It’s 5:00 pm and by now, I’ve already been up since 5:00
am, taken care of my family, been at work all day playing firefighter, ring
master at the zoo and trash collector. I’ve probably made a million different
decisions between these 12 hours, spent endless amounts of time on the phone
and starred at a computer screen all day. I’ve run personal errands and made
personal phone calls during my lunch hour so no down time there. I’ve sat in
endless meetings and been pulled in a million different directions all. day.
long. It’s safe to say that by the end of the working day, my brain is toast. You
would think that with all of that chaos crammed into 12 hours, it would be the
biggest majority of my stress, right?
Wrong.
The hardest part of my day happens between 5 – 6 pm.
This is my transition time. The magical moment where I morph from working mom
into mom. In a perfect world, I would have a little bit of time to decompress
from the go, go, go of my day and collect my thoughts and sanity. In a
perfect world, I would have a few moments of solitude to myself to just breathe
and not have to be “on” for anyone.
That would happen in a perfect world.
Since my life as a working mom outside the home is
anything far from perfect, allow me to share with you what really goes down in
our home during this hour:
5:00 pm : I pick up Maddy from day care. This time can be
hit or miss in the attitude department. Some days I get the sweet and happy
girl who is excited to see me. Other times I get the two-horned devil who
screams, whines and cries because she either: A. Want one more trip down the
slide, B. One more sip of water at the water fountain, C. Wants to play on the
classroom computer or D. Refuses to leave, period.
Right from the get-go, I’m in full blown WTF mode. Didn’t
I just leave this kind of anxiety and drama at work?
After finally managing to get Satan Maddy
in the car, I immediately get bombarded with:
· “Momma,
I want to listen to a song.”
· “Noooooo!
I don’t want that for dinner!!!” followed with crying and gnashing of teeth
· “Momma,
can I have a snack when we get home?”
· “Momma,
can we stop for donuts?”
· “Momma,
can you turn up the song?”
· “Momma,
can we go to Chick-fil-A?”
· “Momma,
can I play outside when we get home?”
· “Momma,
are we washing my hair tonight?”
· “Momma,
I want to blow bubbles when we get home.”
· “Momma,
can I play with my bat when we get home?”
· “Momma,
I need a napkin for my nose!”
· “Momma,
can you drive faster like daddy?”
· “Momma,
why do you drive so slowly?”
· “Momma,
can I have a popsicle?”
· “Momma,
what are we doing this weekend?”
And we’re not even halfway home.
By the time we do get home, it’s a whole
new whirlwind of challenges.
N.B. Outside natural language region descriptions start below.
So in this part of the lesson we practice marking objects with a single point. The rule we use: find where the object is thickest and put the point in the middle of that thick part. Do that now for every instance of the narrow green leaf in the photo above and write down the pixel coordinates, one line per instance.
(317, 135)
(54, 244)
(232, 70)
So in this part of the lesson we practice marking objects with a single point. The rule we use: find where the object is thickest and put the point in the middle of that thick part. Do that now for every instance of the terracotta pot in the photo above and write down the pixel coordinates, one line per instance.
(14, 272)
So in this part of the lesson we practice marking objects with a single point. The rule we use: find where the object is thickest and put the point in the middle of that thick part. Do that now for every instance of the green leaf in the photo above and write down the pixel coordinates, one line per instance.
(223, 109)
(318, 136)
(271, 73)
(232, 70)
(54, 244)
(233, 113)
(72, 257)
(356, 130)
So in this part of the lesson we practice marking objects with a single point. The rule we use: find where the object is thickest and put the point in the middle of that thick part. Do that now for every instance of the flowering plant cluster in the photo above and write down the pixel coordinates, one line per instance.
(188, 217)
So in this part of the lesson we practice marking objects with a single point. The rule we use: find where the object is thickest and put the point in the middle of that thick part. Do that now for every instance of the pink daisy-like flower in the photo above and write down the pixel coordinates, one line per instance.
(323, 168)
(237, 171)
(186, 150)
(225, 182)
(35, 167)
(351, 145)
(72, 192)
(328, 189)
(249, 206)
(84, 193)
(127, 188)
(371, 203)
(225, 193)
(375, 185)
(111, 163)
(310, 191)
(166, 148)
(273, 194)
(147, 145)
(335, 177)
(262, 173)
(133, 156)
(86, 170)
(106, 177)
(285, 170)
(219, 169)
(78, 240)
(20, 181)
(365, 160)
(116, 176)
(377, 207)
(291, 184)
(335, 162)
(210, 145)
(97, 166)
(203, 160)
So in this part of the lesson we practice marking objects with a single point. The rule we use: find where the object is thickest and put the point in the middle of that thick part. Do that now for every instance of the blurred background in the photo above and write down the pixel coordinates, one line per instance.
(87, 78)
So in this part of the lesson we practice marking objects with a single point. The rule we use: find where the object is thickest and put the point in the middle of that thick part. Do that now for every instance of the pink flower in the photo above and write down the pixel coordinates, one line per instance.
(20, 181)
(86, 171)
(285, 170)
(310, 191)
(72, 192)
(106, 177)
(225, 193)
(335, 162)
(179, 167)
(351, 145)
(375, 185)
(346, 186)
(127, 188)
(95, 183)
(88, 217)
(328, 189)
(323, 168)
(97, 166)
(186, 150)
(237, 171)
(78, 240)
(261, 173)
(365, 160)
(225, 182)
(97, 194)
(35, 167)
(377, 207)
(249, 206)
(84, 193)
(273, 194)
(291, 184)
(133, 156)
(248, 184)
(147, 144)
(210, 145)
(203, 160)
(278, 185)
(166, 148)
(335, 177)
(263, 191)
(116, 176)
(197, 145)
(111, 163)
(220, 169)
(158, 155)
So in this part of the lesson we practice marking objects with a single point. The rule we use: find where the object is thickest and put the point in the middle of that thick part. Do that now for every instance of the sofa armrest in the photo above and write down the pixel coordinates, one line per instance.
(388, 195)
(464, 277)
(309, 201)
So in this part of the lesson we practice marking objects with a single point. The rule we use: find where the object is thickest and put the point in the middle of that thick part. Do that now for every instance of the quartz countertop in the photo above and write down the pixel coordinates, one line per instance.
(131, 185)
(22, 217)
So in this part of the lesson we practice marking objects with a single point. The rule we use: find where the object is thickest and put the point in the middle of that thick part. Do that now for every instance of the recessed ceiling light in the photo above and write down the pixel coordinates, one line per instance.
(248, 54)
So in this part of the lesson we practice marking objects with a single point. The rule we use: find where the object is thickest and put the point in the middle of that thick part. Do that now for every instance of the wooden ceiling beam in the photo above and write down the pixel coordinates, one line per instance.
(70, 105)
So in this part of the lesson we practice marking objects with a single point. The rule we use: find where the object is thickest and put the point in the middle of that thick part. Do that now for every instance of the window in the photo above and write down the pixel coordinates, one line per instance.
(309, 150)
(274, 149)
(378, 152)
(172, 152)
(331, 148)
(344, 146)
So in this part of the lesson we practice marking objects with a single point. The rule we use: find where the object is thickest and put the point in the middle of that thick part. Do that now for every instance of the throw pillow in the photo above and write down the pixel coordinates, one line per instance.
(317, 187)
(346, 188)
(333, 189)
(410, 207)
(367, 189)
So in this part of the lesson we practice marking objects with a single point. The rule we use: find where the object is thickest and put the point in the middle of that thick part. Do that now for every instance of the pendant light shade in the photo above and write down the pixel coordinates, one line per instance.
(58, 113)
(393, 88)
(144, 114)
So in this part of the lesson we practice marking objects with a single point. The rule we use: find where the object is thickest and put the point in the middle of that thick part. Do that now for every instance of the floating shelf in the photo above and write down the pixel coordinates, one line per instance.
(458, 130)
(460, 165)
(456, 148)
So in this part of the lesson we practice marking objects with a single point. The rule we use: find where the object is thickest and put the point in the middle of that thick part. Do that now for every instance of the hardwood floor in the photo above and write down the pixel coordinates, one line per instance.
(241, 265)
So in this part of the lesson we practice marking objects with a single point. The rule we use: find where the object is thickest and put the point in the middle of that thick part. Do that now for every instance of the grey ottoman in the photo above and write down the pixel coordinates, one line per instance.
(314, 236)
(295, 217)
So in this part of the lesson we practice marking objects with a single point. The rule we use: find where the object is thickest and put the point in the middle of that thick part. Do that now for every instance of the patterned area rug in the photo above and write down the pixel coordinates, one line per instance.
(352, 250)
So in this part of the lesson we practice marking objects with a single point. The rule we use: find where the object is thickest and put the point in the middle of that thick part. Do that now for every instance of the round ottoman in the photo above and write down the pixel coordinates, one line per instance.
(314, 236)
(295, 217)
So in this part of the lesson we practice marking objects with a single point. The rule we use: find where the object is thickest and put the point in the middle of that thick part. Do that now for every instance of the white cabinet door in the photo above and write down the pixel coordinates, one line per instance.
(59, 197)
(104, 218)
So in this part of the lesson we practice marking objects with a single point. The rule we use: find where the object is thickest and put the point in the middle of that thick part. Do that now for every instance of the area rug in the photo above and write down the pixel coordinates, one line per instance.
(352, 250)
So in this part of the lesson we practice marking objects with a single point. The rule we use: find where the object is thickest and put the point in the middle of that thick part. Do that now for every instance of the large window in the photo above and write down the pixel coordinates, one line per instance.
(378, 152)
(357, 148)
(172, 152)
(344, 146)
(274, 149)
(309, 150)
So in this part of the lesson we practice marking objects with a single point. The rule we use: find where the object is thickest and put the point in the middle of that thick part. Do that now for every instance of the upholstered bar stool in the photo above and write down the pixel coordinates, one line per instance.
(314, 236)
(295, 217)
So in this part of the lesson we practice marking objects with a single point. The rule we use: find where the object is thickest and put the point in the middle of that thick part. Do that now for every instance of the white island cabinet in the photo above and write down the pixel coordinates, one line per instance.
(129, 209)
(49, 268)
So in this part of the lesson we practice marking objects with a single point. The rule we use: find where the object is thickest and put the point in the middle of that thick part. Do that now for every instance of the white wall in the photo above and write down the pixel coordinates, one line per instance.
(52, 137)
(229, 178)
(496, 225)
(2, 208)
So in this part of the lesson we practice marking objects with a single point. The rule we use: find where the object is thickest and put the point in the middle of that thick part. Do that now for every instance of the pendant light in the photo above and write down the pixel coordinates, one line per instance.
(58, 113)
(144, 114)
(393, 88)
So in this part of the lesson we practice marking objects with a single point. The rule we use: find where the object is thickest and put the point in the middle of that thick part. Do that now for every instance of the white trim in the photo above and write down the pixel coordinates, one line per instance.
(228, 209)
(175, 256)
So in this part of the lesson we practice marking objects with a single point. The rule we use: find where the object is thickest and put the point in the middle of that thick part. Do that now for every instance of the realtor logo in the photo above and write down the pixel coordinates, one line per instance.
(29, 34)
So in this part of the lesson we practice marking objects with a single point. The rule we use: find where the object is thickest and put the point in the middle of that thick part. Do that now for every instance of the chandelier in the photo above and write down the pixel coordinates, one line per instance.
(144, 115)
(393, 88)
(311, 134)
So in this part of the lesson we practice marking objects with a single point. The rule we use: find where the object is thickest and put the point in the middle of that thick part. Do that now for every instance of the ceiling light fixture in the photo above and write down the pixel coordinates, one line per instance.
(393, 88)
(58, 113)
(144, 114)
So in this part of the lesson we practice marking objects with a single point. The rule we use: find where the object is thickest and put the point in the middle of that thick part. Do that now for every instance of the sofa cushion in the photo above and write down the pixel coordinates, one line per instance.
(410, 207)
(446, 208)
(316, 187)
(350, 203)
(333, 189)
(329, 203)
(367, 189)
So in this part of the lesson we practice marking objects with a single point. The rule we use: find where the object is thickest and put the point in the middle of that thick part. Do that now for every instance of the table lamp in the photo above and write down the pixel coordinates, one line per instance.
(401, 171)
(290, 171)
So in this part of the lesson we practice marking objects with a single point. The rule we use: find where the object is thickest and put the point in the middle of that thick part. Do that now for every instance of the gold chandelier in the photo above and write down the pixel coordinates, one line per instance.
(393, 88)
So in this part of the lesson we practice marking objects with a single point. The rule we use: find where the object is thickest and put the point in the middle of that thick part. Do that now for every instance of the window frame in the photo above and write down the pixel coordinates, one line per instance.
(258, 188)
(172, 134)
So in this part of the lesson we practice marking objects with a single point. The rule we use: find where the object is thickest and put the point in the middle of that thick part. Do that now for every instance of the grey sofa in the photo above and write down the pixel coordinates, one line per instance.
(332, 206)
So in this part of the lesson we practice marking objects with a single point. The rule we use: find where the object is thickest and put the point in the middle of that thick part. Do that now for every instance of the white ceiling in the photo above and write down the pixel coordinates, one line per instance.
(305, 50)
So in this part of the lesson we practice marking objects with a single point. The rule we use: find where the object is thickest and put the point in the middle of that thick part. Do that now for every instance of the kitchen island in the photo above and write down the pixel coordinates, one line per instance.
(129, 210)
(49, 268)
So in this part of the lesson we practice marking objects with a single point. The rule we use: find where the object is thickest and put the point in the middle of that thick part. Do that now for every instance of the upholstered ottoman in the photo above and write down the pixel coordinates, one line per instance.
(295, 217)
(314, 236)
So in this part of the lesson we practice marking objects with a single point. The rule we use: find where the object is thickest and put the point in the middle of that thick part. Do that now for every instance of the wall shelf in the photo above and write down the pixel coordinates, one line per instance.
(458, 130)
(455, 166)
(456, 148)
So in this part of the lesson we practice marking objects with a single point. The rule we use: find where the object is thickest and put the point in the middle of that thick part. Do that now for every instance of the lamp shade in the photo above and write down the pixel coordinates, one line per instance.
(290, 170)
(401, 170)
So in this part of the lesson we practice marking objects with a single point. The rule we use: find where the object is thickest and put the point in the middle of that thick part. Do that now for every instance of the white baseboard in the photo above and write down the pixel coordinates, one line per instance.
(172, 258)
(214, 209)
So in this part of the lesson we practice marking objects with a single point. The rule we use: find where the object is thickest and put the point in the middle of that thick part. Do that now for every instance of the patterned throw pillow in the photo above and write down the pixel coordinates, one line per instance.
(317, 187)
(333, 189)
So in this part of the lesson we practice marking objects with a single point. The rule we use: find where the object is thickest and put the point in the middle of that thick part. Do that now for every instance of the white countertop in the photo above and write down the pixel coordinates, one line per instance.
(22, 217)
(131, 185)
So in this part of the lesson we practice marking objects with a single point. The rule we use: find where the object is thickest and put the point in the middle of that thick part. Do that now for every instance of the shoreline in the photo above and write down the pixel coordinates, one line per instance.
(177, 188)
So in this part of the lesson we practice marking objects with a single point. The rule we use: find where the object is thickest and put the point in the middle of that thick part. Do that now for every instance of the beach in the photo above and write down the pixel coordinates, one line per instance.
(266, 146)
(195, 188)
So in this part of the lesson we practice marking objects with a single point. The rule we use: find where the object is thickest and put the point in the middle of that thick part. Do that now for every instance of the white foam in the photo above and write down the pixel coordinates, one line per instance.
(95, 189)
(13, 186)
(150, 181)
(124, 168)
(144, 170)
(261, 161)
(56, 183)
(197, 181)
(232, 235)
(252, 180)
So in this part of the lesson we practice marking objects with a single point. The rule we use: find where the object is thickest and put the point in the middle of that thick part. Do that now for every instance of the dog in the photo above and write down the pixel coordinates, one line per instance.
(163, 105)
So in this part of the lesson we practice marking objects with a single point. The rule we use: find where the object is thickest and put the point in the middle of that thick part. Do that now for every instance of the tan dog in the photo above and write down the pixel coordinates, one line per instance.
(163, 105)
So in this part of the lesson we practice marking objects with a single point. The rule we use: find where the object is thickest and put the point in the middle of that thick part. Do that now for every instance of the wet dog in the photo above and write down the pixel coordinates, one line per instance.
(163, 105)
Maddy is crying and whining because she doesn’t
want what’s being cooked for dinner. Michael and I are trying to talk about our
day and discuss any problems that need to be fixed or settle any issues that have
popped up during the day. Maddy is clamoring for a snack. The dog is begging to be let out. Maddy is
begging to watch an episode of Curious George…
You get the point. It’s a lot of mind-numbing, drive you
crazy and make you want to drink all the wine kind of shit.
But it’s also my life. It’s the life I chose and agreed
to when I made the choice to have a child. I agreed to crazy, chaotic and
demanding. In the good and amazing that comes with having children comes the
hard and frustrating times as well. I knew when I was pregnant that my life
would no longer be my own and that all of my wants and needs would get put on
the back burner. My brain knew this, but it has taken some time for my heart to
catch up, too. Are there days when I miss coming home to an empty and quiet
house? Yes. Do I sometimes long for the days when I could simply fall on the
sofa, relax and not have to worry about anyone but myself? Absolutely.
But then we finally sit down to dinner and I look at the
faces I love around our table and I know that for all of the hardships that is
my witching hour, it is so worth it. In reality, the hardest hour for me as a
working mom is the same hour that leads me to my peaceful ending of the day –
my family.
I ask my daughter, “Maddy, what are we saying cheers to
tonight?” and she happily replies, “Our family!!!” with the biggest smile ever
as we raise our glasses and I know that for moments like this, I’ll take the
hard hour anytime.
What is the hardest hour of your day? How do you push
through it and make it work?
I love this! It makes me excited to have a child, even though it also sounds exhausting. Haha Cheers to family!